Personal interest and scientific curiosity led me to coordinate a research project at the Joslin Diabetes Center affiliate at the University of Maryland. We developed a 10-week intervention of instruction and practice in mind-body skills for patients with type 2 diabetes. Our as-yet-unpublished data showed improvement in heart rate, score reduction in the Problem Areas in Diabetes Survey (PAID), and significant improvement in the Beck Inventory, a measure of depression scores of participants.
I have also been fortunate to attend clinical training programs with three leading practitioners in the field of mind-body medicine: Herbert Benson, MD, at Harvard; Jon Kabat-Zin, PhD, at the University of Massachusetts; and James Gordon, MD, at Georgetown, who is also chair of the White House Commission on Complementary and Alternative Medicine Policy. (An interview with Dr. Gordon will be included in Part 2 of this research section.)
At a recent Harvard Mind-Body Medical Institute training session, I learned about the biology of the stress response. Our body and mind will spontaneously recover and return to relaxation after acute stress, but chronic stress requires intentional active relaxation in order to restore balance. If we do not restore our pre-stress functioning, we remain in a state of chronic stress stimulation, which includes elevated blood pressure and heart rate; muscle tension; relative hyperglycemia; glycogenolysis; and release of adrenal corticotropin releasing hormone, cortisol, and catecholamines for the “fight or flight” response.5 The Lifestyle Heart Trial conducted by Dean Ornish, MD, utilized mind-body practices and a re-setting of stress reactivity to aid in regression of coronary artery stenosis.6 For our already high-risk patients with diabetes, the stress-related continuation of elevated blood glucose levels and cardiovascular risk factors are particularly perilous.
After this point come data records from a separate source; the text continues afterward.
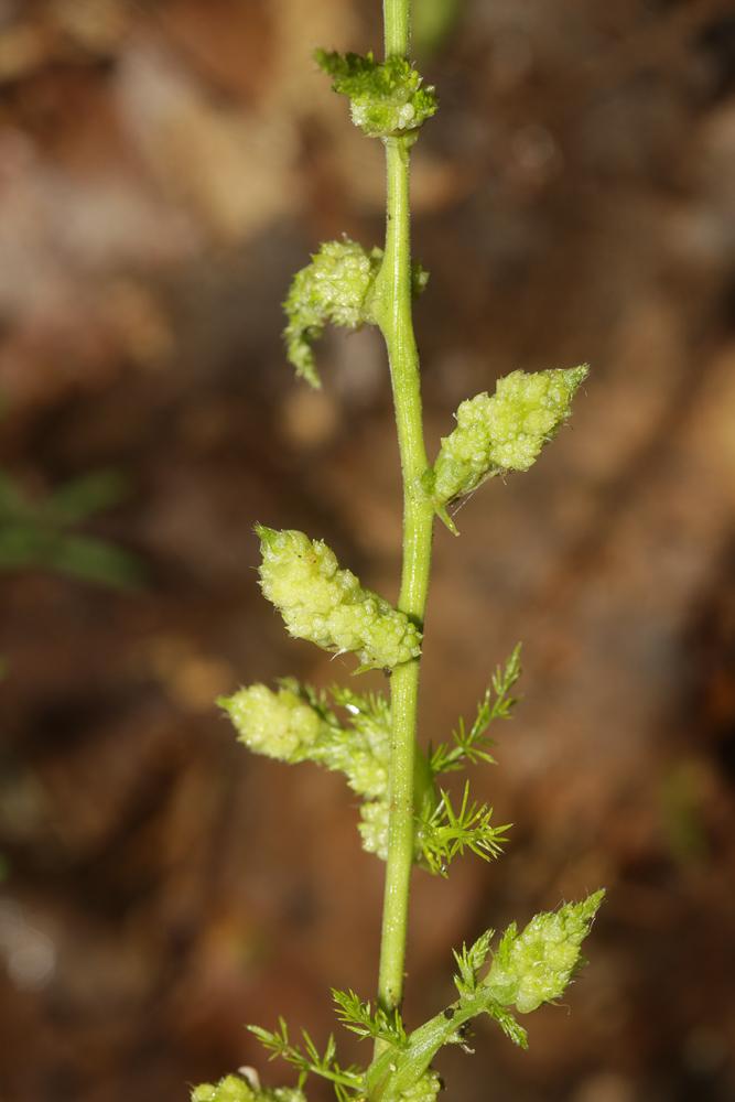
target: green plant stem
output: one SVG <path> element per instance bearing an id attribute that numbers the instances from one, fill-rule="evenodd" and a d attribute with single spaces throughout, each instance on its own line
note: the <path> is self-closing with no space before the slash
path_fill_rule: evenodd
<path id="1" fill-rule="evenodd" d="M 408 46 L 408 0 L 386 0 L 386 53 Z M 423 625 L 429 588 L 433 508 L 421 476 L 426 469 L 419 355 L 411 316 L 409 208 L 410 137 L 387 138 L 386 251 L 377 281 L 378 320 L 393 389 L 403 475 L 403 564 L 398 607 Z M 420 660 L 391 676 L 391 761 L 388 860 L 380 942 L 378 997 L 387 1009 L 400 1005 L 411 868 L 413 864 L 414 758 Z"/>
<path id="2" fill-rule="evenodd" d="M 386 57 L 391 54 L 409 52 L 411 29 L 410 0 L 383 0 L 382 15 L 385 23 Z"/>

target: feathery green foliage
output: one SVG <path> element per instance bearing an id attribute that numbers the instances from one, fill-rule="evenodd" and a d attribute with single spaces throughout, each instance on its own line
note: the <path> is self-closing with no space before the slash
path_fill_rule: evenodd
<path id="1" fill-rule="evenodd" d="M 317 52 L 336 91 L 350 100 L 353 121 L 382 139 L 388 173 L 385 249 L 345 238 L 323 245 L 296 273 L 285 301 L 284 338 L 296 374 L 318 386 L 312 345 L 327 323 L 356 328 L 376 324 L 388 350 L 404 491 L 403 572 L 397 605 L 366 590 L 339 566 L 322 540 L 299 531 L 257 526 L 261 541 L 260 584 L 281 613 L 287 630 L 337 653 L 354 652 L 360 668 L 382 669 L 390 700 L 353 689 L 328 692 L 282 679 L 221 698 L 238 738 L 250 750 L 280 761 L 312 761 L 344 775 L 359 800 L 363 846 L 386 861 L 386 893 L 378 994 L 375 1002 L 352 988 L 333 990 L 341 1024 L 374 1042 L 364 1067 L 345 1067 L 329 1036 L 320 1049 L 306 1030 L 291 1039 L 278 1028 L 249 1026 L 271 1059 L 296 1073 L 294 1088 L 261 1089 L 258 1080 L 227 1077 L 195 1088 L 193 1102 L 305 1102 L 312 1076 L 329 1082 L 338 1102 L 435 1102 L 442 1088 L 433 1067 L 440 1050 L 467 1039 L 474 1020 L 489 1017 L 521 1048 L 526 1029 L 516 1014 L 556 1002 L 584 963 L 581 947 L 604 893 L 542 911 L 519 932 L 511 923 L 493 949 L 485 930 L 469 948 L 454 952 L 457 997 L 414 1029 L 403 1020 L 408 897 L 413 866 L 446 876 L 452 861 L 469 852 L 497 857 L 509 824 L 496 824 L 493 808 L 473 798 L 465 780 L 460 795 L 439 778 L 469 766 L 495 764 L 496 721 L 517 702 L 520 646 L 497 667 L 471 724 L 460 720 L 452 737 L 426 752 L 417 743 L 417 705 L 423 619 L 435 516 L 456 531 L 446 511 L 485 479 L 528 471 L 571 412 L 586 366 L 498 380 L 493 395 L 463 402 L 455 430 L 442 440 L 430 465 L 423 442 L 419 360 L 411 321 L 412 295 L 426 274 L 411 263 L 409 160 L 419 128 L 436 110 L 436 97 L 408 57 L 409 2 L 385 4 L 385 62 L 371 54 Z"/>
Often our patients/clients are already participating in complementary therapies when the health care team becomes aware of their use of supplements, body work, massage, or acupuncture. The American Diabetes Association’s position statement on unproven therapies7 also offers the following recommendations relating to alternative therapies:
Encourage health care team members to ask patients about their use of alternative therapies or practices.
Evaluate each alternative therapy’s effectiveness (including the number and quality of studies performed), the degree to which it has been independently validated, and its potential to harm patients.
Provide new and innovative, but unproven, diagnostic and therapeutic measures for patients generally only in two circumstances: a) as part of an investigational trial that conforms to the U.S. Department of Health and Human Services regulations for protection of human research subjects, and b) when a review board or clinical investigations committee approves such use under provisions of compassionate use.
This is an exciting time in medical and diabetes history. Although diabetes is reaching epidemic proportions and now accounts for the expenditure of one of every seven health care dollars in this country and 25% of the Medicare budget,8 new therapies, including CAM therapies, may provide effective, low-cost options to traditional treatment-oriented medical care. The current paucity of good research specific to the utility of CAM therapies in diabetes care means that there is rich opportunity to study and demonstrate the potential benefits of such therapies for our patients with diabetes. I invite you to critically examine these modalities and to consider the role you can play in the discovery of or research into CAM interventions that complement currently accepted clinical practice.